Les médias arabes pleurent la perte de Youssef Khazem, le «doux géant»

  • Pendant ses trente ans de carrière, il a travaillé pour plus d’une douzaine de quotidiens et d’institutions médiatiques au Royaume-Uni, dans le monde arabe, ainsi qu’en Afrique
  • Son domaine d’expertise en tant que journaliste est l’Afrique, où il couvre la famine, les guerres et les conflits seize ans durant

LONDRES: Le célèbre journaliste libano-britannique Youssef Khazem est décédé, après avoir lutté contre un cancer.
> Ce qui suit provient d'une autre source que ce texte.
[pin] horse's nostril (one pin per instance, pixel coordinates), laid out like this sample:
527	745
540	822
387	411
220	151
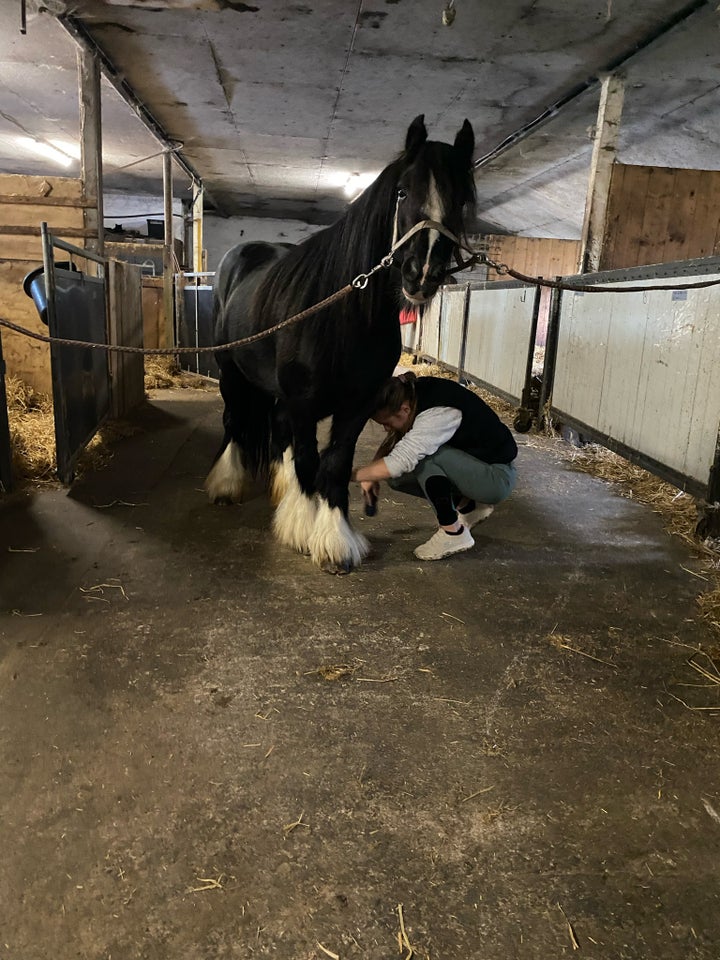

Il avait 64 ans.

«Cet ami que j’ai connu sur les bancs de l’université à Beyrouth va beaucoup me manquer», déclare l’une de ses proches, Najia al-Houssari, journaliste d’Arab News. «Rien n’a jamais altéré notre amitié au fil des décennies. Mais qu’est-ce qui aurait bien pu la menacer, quand on a affaire à une personne aussi noble, sincère, calme et aimante?»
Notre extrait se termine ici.